Tuesday, July 31, 2012

Cache Issues in the I/O Performance Test

Sometime you have to benchmark IO performance such as file read/write. If it was the first time you did such kind of task, you almost probability notice that the reading speed is very high, hundreds of MB per second, with a slow hard disk, such as mechanical one with 5400rpm. That is the effects of file caching.

I will show you here some techniques to overcome or minimize the cache effects.

1. Re-mount


The easiest way is to umount and re-mount the corresponding mount point. For example,

# umount /home
# mount /home

2. Clear Cache of the OS


On Linux, you can clear or drop cache of the OS by using the following command.
# sync && echo 3 > /proc/sys/vm/drop_caches

The former part of the above command will commit buffer cache to disk, and the latter part will tell OS to drop buffer caches immediately.
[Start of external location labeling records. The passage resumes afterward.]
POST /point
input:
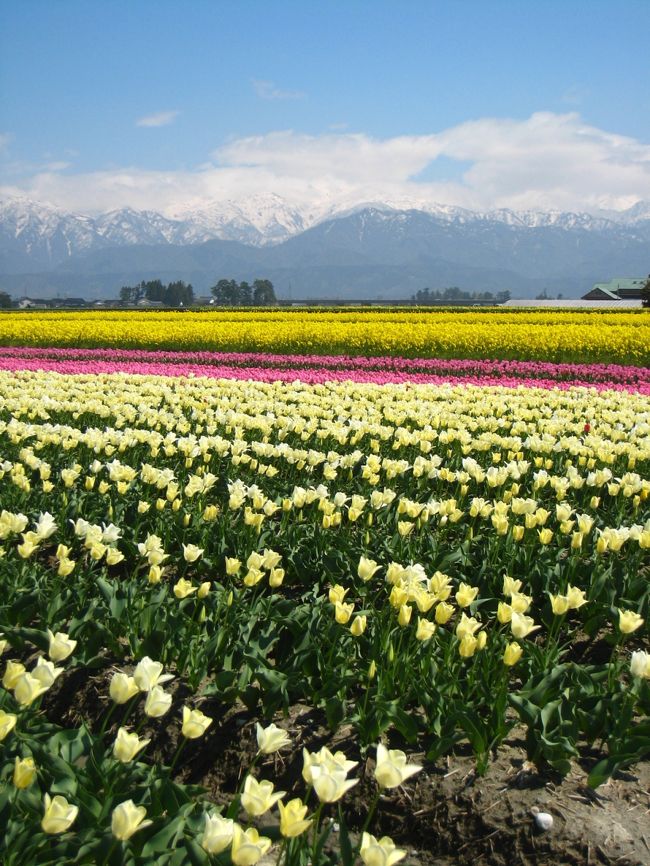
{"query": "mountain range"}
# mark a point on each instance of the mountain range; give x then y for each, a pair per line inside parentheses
(360, 250)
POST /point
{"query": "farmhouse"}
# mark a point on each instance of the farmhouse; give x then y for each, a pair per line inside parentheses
(618, 289)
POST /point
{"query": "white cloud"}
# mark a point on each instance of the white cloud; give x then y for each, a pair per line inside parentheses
(268, 90)
(161, 118)
(547, 161)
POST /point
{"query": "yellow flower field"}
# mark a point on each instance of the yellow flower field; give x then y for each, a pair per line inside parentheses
(583, 336)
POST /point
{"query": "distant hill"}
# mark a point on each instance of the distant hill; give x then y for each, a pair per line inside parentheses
(364, 252)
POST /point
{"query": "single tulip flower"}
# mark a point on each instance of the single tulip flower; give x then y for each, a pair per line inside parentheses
(28, 688)
(366, 568)
(258, 797)
(342, 612)
(13, 671)
(379, 852)
(7, 724)
(330, 784)
(575, 597)
(292, 818)
(24, 772)
(629, 621)
(217, 834)
(59, 815)
(127, 819)
(157, 703)
(60, 646)
(122, 688)
(183, 588)
(148, 674)
(425, 630)
(444, 612)
(127, 745)
(191, 552)
(392, 768)
(559, 604)
(248, 846)
(640, 664)
(271, 739)
(232, 565)
(195, 723)
(466, 595)
(512, 654)
(45, 672)
(522, 625)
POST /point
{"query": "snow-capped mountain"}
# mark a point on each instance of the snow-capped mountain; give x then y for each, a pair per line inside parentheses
(376, 246)
(256, 220)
There are three levels of dropping cache with corresponding numbers.
1 - Free pagecache
2 - Free dentries and inodes.
3 - Free pagecache, dentries, and inodes.
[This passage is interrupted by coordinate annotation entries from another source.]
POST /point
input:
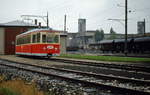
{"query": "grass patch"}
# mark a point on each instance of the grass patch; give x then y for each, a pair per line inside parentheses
(19, 87)
(106, 58)
(7, 91)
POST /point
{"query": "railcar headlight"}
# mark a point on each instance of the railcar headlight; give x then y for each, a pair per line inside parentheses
(50, 47)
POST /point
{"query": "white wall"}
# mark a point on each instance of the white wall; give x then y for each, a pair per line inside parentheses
(2, 40)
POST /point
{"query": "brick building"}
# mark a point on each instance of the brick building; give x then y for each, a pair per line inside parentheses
(8, 32)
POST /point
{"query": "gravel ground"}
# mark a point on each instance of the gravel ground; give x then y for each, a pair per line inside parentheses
(50, 84)
(58, 86)
(77, 67)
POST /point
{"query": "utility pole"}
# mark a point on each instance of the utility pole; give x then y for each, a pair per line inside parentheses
(65, 24)
(126, 27)
(144, 27)
(47, 21)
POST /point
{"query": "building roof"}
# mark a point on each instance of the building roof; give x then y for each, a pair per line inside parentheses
(17, 23)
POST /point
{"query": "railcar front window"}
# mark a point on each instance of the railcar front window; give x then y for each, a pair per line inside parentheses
(34, 38)
(43, 38)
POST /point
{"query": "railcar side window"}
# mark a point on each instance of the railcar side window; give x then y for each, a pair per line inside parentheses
(50, 38)
(56, 39)
(33, 38)
(43, 38)
(38, 37)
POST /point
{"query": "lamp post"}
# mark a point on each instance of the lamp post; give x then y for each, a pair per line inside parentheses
(126, 27)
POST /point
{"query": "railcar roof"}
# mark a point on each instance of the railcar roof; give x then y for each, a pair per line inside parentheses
(106, 41)
(35, 30)
(142, 39)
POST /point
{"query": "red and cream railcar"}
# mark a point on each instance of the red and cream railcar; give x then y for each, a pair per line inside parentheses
(38, 42)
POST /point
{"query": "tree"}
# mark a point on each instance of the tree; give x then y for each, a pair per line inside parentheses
(99, 35)
(112, 34)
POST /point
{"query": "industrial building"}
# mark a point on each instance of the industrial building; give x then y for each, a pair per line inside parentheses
(8, 32)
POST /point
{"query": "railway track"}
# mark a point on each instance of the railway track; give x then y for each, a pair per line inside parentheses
(115, 84)
(99, 64)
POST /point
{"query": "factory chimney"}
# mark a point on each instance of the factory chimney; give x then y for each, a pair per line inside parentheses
(36, 22)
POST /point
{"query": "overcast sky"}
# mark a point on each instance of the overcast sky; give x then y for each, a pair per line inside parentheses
(97, 13)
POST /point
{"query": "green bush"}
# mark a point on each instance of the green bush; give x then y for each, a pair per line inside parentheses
(7, 91)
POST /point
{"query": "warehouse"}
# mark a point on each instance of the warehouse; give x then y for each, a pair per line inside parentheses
(8, 32)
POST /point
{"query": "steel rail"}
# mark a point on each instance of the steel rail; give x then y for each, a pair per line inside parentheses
(125, 90)
(100, 64)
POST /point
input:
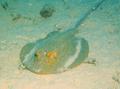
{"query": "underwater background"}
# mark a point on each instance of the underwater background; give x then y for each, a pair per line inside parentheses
(22, 22)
3. Use Direct I/O for POSIX


When you open a file with the flag O_DIRECT, you bypass the I/O buffers and therefore bypass the cache effects of cache at the operating system level. Almost device drivers support POSIX compatible API also support O_DIRECT flag, except of some parallel distributed file systems such as PanFS.

Benchmark tools such as IOR (-B), IOzone (-I), dd (direct) have flag for this feature. In programming, use the following example.

open(filename, O_DIRECT);

4. Clear Cache for a Specific File


If you want to clear cache for a specific file, you can use the following program clearcache.c to tell OS not to cache the file. It actually helps you clear cache of a list of files provided via program's arguments.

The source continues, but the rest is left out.